Actually the potential is also an operator. It just so happens that, in the position representation, $\hat x\psi(x)=x\psi(x)$, so that the potential energy operator $V(\hat x)$ acts by multiplication: $V(\hat x)\psi(x)=V(x)\psi(x)$.

Even though it acts “by simple multiplication”, it doesn’t commute with the momentum, a sign that it is still a legitimate operator.

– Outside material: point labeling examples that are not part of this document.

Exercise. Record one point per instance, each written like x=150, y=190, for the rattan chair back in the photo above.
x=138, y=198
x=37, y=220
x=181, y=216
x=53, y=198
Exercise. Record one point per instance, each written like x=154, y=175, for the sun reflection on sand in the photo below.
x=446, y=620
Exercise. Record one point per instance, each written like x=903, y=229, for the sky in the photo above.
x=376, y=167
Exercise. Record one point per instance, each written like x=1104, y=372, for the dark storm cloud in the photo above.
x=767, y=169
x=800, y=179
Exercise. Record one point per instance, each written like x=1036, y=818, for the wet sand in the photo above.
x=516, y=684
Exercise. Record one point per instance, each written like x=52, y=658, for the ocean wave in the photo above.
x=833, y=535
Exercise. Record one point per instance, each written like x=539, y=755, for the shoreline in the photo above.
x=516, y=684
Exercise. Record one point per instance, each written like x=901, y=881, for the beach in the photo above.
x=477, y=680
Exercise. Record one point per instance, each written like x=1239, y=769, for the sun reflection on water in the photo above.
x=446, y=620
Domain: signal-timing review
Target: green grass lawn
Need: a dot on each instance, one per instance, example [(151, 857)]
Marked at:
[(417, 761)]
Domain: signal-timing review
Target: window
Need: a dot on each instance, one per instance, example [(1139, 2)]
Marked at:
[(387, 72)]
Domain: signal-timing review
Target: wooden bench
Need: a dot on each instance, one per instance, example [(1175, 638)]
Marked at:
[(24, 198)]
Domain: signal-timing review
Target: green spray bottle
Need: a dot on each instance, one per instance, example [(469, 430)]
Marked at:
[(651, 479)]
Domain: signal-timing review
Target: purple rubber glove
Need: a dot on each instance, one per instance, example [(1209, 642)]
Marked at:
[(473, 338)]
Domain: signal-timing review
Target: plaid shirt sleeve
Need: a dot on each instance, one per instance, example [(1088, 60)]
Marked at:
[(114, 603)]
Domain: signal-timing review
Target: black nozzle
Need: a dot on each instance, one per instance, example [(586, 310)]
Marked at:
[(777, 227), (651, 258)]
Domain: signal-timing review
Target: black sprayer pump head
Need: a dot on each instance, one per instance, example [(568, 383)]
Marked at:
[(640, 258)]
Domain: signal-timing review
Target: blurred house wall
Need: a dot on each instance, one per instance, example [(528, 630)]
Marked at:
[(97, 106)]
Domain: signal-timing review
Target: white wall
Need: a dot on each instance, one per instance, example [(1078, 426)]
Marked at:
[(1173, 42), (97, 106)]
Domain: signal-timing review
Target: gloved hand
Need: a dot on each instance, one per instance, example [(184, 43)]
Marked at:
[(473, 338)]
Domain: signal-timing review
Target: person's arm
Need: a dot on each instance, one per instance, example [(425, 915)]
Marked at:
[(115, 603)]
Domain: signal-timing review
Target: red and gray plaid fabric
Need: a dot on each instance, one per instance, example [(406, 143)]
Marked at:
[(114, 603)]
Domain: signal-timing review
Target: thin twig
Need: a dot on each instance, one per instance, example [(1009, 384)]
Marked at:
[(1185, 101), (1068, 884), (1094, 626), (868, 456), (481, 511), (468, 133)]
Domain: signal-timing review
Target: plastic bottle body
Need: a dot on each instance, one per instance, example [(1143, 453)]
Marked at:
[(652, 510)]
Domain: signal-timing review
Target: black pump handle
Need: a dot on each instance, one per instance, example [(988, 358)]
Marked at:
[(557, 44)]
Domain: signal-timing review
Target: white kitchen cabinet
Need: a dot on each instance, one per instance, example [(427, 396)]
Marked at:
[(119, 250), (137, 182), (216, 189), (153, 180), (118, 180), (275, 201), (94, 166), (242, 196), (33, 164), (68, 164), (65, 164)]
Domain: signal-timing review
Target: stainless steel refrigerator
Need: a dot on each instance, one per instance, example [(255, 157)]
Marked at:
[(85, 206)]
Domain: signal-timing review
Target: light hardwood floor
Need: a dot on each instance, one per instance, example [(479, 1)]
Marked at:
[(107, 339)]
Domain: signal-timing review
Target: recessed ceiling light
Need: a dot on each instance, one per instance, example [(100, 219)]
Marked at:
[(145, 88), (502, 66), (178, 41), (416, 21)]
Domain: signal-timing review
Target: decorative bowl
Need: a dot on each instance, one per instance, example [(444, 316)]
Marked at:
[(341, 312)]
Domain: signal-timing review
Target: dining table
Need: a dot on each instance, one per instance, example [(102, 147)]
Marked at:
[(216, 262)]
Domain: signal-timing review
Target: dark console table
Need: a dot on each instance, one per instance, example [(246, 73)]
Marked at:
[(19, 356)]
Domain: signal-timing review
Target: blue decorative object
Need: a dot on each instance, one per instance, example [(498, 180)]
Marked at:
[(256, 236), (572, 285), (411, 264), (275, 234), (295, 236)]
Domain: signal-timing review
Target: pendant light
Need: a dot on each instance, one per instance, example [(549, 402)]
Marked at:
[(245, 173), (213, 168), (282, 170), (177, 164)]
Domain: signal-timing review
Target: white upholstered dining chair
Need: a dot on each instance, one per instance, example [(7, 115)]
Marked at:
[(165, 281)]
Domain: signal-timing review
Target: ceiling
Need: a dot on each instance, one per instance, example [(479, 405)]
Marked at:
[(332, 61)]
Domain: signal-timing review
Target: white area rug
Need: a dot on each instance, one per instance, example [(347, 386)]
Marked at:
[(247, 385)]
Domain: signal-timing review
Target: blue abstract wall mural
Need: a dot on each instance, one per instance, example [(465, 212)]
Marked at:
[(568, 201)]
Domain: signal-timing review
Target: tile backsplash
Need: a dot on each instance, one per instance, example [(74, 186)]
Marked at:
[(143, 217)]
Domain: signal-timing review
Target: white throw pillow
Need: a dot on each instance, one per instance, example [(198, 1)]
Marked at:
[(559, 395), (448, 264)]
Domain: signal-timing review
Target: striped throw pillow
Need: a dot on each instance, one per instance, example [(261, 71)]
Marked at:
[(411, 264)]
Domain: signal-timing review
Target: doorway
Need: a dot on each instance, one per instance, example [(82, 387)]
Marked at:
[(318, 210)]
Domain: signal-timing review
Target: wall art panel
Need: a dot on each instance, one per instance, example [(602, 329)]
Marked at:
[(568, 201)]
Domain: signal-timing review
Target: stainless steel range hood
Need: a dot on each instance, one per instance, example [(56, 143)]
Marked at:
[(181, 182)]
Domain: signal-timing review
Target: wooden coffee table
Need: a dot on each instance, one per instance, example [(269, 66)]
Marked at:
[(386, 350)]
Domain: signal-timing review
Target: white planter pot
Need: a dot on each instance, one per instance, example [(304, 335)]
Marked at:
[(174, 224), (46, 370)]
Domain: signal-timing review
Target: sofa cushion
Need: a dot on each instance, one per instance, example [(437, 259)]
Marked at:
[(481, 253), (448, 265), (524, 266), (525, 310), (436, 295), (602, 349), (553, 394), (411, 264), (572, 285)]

In the momentum representation $\hat x$ acts by differentiation so in this case the potential energy operator becomes a (usually quite complicated) differential operator since one needs to use the formal expansion of potential to convert it to a polynomial.

  • 1
    $\begingroup$ Pseudodifferential operators are not complicated, since they are conveniently defined by Fourier transform. And acting on $L^2$, as in quantum mechanics, they can even be defined directly by spectral calculus. No power expansion (formal or not) of the function is needed, only measurability (essentially with respect to the Lebesgue measure). $\endgroup$
    – yuggib
    Mar 11, 2019 at 12:30
  • $\begingroup$ "Even though it acts “by simple multiplication”, it doesn’t commute with the momentum, a sign that it is still a legitimate operator." is incorrect, e.g. the identity operator is an operator and commutes with any other operator you like. You are confusing the operator with it's action on some specific basis, and these are different things. $\endgroup$ Jan 3, 2020 at 19:28
  • $\begingroup$ @user2820579 the point is perfectly clear and the basis is implied in the question. Yes of course if you want to be really formal about everything your argument is right on point but it’s difficult to imagine the OP had in mind such nuances as you highlighted when he or she formulated the question. $\endgroup$ Jan 3, 2020 at 22:00

OP's hunch is exactly right: In QM they are all operators. However each operator may become a multiplication operator in certain representations. E.g. position operators become multiplication operators in the Schrödinger position representation, while momentum operators become multiplication operators in the momentum representation, and so forth.